It's been another good week for me at the library. Here's a list of the books that I've picked up so far:
Andrew Carmellini and Gwen Hyman, Urban Italian: Simple Recipes and True Stories From a Life in Food: I bought this one for my dad for Christmas and I confess that I had a good flip though his copy over the holidays. Now it's time to try a few of the recipes for myself and, if they're a hit, I'll buy myself a copy too.
The Coffin Trail by Martin Edwards: This is the first in a mystery series set in the Lake District featuring Daniel Kind (an Oxford historian attempting to escape to a quieter life in the country) and DCI Hannah Scarlett. From the jacket copy description it sounds like just my sort of mystery, and I note that it got an enthusiastic blurb from Peter Robinson, one of my all-time favourite mystery authors.
The Trick of It by Michael Frayn: Nick Hornby's discussion of this one in Housekeeping v. The Dirt piqued my interest. It's about a professor who meets and marries the novelist whose work has been the central focus of his career as a literary critic. How could I resist a novel premised on a marriage between novelist and critic?
The Sounds of Poetry: A Brief Guide by Robert Pinsky: This one appeared on Eva's list last week, and I immediately ordered a copy from my library. It struck me as an excellent complement to some of the other reading on poetry that I've been doing lately.
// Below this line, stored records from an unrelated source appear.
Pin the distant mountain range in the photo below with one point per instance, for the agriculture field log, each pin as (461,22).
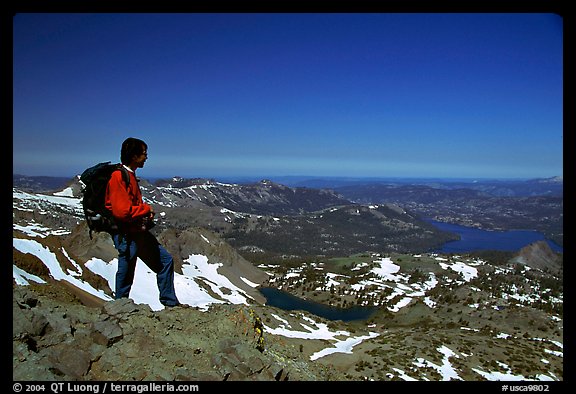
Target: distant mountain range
(438,317)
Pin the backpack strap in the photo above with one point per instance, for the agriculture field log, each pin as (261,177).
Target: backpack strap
(124,173)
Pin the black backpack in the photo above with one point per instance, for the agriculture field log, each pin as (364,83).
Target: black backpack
(95,180)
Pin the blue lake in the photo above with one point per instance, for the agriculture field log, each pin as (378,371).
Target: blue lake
(475,239)
(283,300)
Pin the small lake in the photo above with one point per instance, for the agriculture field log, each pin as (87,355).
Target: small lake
(475,239)
(289,302)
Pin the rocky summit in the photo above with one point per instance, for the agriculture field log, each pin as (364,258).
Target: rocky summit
(469,317)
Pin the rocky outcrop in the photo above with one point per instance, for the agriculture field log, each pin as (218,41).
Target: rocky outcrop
(539,255)
(57,339)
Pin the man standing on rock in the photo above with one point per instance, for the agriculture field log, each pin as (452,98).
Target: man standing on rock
(134,219)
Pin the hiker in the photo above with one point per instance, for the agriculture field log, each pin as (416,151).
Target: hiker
(135,218)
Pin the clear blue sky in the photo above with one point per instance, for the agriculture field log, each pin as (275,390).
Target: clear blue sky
(322,94)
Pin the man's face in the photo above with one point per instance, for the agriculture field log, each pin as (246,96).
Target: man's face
(140,159)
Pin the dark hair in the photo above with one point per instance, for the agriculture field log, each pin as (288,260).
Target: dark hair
(131,147)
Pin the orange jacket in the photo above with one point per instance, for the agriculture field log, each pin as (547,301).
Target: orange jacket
(125,202)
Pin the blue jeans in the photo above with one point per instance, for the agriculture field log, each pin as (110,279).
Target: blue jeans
(154,255)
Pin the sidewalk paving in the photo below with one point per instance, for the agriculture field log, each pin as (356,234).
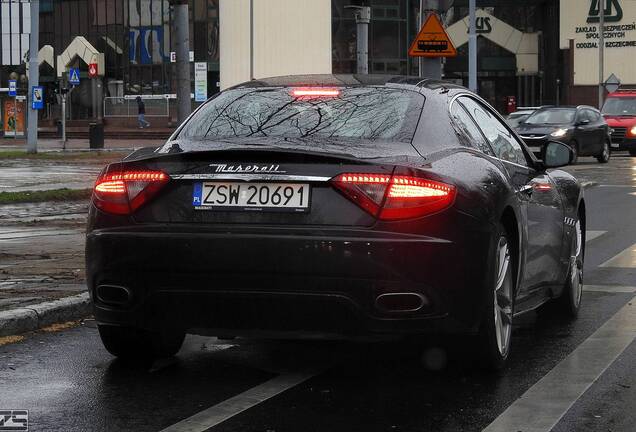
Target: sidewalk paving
(80,144)
(42,244)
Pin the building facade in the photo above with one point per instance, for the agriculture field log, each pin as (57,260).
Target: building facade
(524,48)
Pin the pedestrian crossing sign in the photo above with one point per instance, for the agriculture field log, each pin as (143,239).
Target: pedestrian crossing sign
(73,76)
(432,40)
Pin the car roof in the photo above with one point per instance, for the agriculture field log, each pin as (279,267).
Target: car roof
(352,80)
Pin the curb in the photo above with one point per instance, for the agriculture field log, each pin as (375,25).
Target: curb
(589,184)
(34,317)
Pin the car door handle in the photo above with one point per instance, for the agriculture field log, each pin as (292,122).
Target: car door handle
(526,189)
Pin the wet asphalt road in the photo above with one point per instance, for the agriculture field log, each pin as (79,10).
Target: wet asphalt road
(68,382)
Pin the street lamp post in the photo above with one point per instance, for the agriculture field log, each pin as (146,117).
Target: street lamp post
(363,18)
(472,47)
(601,52)
(181,27)
(34,77)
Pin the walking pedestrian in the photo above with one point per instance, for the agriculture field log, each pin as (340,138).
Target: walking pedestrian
(141,113)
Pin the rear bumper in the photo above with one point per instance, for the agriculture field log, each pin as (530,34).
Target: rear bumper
(277,279)
(624,144)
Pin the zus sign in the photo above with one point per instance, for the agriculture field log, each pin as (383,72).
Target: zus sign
(613,11)
(482,25)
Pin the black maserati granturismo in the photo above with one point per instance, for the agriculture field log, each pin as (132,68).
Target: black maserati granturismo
(339,206)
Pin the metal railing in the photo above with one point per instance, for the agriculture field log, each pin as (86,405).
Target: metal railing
(126,106)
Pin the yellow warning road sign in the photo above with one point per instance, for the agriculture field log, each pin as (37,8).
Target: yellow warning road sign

A Freewheelin' Time: A Memoir of Greenwich Village in the Sixties by Suze Rotolo: I put a hold on this many months ago after seeing an interview with the author somewhere, and this week my name finally reached the top of the list. It's a memoir of Rotolo's years with Bob Dylan when he was in his early twenties making the transition from obscurity to fame, and she was a teenager finding herself in the cultural and political hotbed of Greenwich Village. She seems to have a very engaging voice and I'm sufficiently interested in the time and the place that I don't need the Bob Dylan hook to draw me in. But that aspect of it did bring to mind another New York memoir that I loved, Joyce Johnson's Minor Characters: A Beat Memoir.
Yes, I am having trouble keeping up with my reading.